3. Most of My Heroes Don’t Appear in No Dataset
But all my musicological second-guessing to this point is just preamble to the one really stunning failure of the Million Song Dataset. What, you may ask, does the MDS tell us about syncopation, polyrhythm, groove, swing, flow? The answer: absolutely nothing. (Say it again!)
This is a classic example of how any map, no matter how big, differs from the territory. In the numerical world of the MDS, musical rhythm is nothing more than a mapmaker’s grid, like longitude and latitude, to orient the pitch and timbre algorithms as they do their work. The dataset shows where, and with what degree of confidence, a computer can locate the fall of a song’s basic beat—but that evidence is used only to define the boundaries of significant units. The complicated distribution of attacks and releases between the beats is not quantitatively analyzed in any way that I can see.
This is not a technical problem, since existing beat-slicing software for DJs could easily do the job. It is, rather, a problem of cultural perspective. Our own language betrays us: what is “monotony,” literally? In European languages, listening too long to “one tone” is a deep-rooted metaphor for existential boredom; is there an analogous figure of Western speech whose vehicle is rhythmically impoverished music? (Evidently not, since at least one online dictionary gives the following usage: “That song has a monotonous rhythm.”)

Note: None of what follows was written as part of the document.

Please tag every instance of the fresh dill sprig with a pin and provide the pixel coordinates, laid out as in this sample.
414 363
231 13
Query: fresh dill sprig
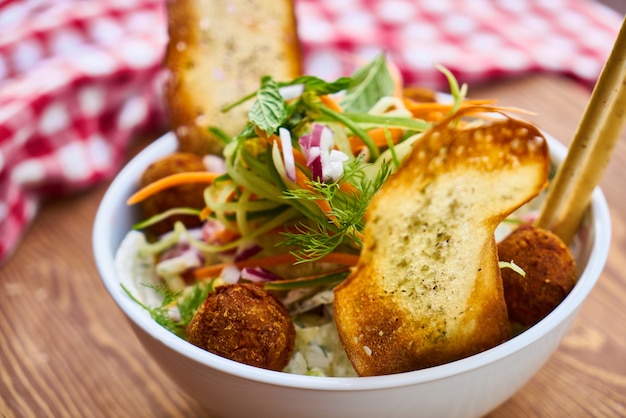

Do I have to spell it out? Music isn’t getting stupider, it’s getting funkier. Increasing rhythmic complexity, increasing overall volume, and decreasing pitch circulation with homogenization of timbre means that popular music has indeed “evolved,” away from the European model of expansive melody and big ensembles (middle-period Elvis) toward a leaner, more African ideal based on small groups emphasizing repetition and tightness (middle-period Run-DMC). If you want to confirm this hypothesis, I’m afraid the Million Song Dataset will be of no use; you’ll need another, less ethnocentric set of data, and, in the meantime, why not listen to some actual contemporary popular music? (How about this; or this; or this; or even this?)
I think you’ll find it anything but monotonous.